On the Clear tube setting, the mic is similar to the LCT 940, and I stand by my description from that review: “Moving from solid state to tube offers a pronounced change that fills out the sound like pouring warm honey from a pitcher.” The mic’s tone does not change, it just gets a touch thicker and fuller. The effect is most noticeable on sources recorded up close, taking advantage of its proximity effect.
Moving from Clear to Warm smooths out the upper-mids, and especially the high-end, giving the mic a more even tone, like a high-end vintage tube mic. The Dark setting rolls off the top end from 6 kHz on down; if you need a thick, pillowy tone, choose this setting. Saturated mode is aptly named—it pushes the tube for a thick, saturated tone that I would describe as rough around the edges more so than overdriven. The overall tonal signature is similar to the Clear setting with a gentle lessening of the high-end detail and an equally gentle low and low-mid thrust.

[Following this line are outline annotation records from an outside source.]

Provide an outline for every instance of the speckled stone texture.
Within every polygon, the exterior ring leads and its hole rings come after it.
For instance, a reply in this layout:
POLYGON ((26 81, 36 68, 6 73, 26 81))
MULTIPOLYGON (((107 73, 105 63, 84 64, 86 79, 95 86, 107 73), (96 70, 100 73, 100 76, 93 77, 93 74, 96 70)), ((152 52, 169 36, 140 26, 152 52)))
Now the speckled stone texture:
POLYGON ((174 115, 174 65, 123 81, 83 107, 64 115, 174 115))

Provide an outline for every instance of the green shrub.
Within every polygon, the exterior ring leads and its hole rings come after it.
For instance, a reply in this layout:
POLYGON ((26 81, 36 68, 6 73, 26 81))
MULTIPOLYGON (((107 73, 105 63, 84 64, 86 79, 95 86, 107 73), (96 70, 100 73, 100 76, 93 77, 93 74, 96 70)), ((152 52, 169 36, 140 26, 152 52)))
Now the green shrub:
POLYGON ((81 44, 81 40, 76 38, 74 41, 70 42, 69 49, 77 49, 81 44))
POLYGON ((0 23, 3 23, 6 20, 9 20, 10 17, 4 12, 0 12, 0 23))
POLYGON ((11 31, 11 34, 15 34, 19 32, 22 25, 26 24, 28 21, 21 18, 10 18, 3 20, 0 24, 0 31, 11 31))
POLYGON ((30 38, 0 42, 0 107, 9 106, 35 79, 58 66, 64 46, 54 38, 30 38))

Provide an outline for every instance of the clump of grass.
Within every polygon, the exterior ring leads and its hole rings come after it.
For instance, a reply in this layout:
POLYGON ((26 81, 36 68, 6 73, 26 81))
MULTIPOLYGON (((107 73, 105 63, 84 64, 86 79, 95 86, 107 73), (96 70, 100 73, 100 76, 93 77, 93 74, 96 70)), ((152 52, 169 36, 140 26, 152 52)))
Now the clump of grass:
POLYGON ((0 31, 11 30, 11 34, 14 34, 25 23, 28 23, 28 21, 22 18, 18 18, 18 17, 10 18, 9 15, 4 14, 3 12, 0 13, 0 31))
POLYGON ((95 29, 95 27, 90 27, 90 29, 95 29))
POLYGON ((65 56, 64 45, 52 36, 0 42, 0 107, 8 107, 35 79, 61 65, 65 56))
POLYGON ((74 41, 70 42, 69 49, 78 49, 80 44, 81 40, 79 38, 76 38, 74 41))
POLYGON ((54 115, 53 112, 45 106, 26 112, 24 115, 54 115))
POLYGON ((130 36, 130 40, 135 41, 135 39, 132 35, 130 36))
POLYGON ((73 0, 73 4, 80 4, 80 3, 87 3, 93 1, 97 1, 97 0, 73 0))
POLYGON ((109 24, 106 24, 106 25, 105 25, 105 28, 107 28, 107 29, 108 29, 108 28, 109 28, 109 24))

Frequency Range: 20 Hz – 20 kHz
Sensitivity: 17.2 mV/Pa, -35.3 dBv/Pa
Self Noise: 10dB (A) FET, 13dB (A) Tube
Max. SPL for 0.5 % THD: 137dB (0dB attenuation)
S/N Ratio: 84dB (A) FET, 81dB (A) tube
Dynamic Range: 127dB (A)
The wizardry of the LCT 1040 is in how easily you can adjust it to fit any genre or style, from clean and pristine classical instruments to round and warm traditional jazz fare to pop, rock and R&B styles. For instance, on cello I preferred a 50/50 tube blend on the clean setting. I liked the full, warm tube tone as it chilled out the cymbal bite when placed over a drum kit. In front of the kit, augmented only by a kick drum mic, I liked the rough edge of the full-on saturation setting. This was also nice on an electric guitar amp and a bass cabinet in a vintage Motown style. I liked both the clear and warm settings on vocals and was surprised by how much I liked the saturated setting here as well in an aggressive rock track. The blend knob dialed in the perfect amount of personality in every case. Dark is a tad too imposing for my taste, but the fact that you can dial the clean FET sparkle back in is quite useful.
The LCT 1040 can easily be the high-end centerpiece of any studio, not only because of its sound and build but also because you can set it up at the start of a session, and rather than swapping mics, you can dial in multiple mic choices without ever needing to get out of your chair!
While there are a handful of mics on the market with onboard tone options, few are as sonically broad or as elegantly executed. It’s also handy that you can always record a clean safety feed from the FET side of the mic.
The LEWITT LCT 1040 is an industrial design of the highest order. Its craftsmanship, execution and attention to detail are superb. Sonically, this system succeeds in offering a range of broad, varied, yet coherent tonal options that few other mics can rival, in one of the nicest packages ever produced.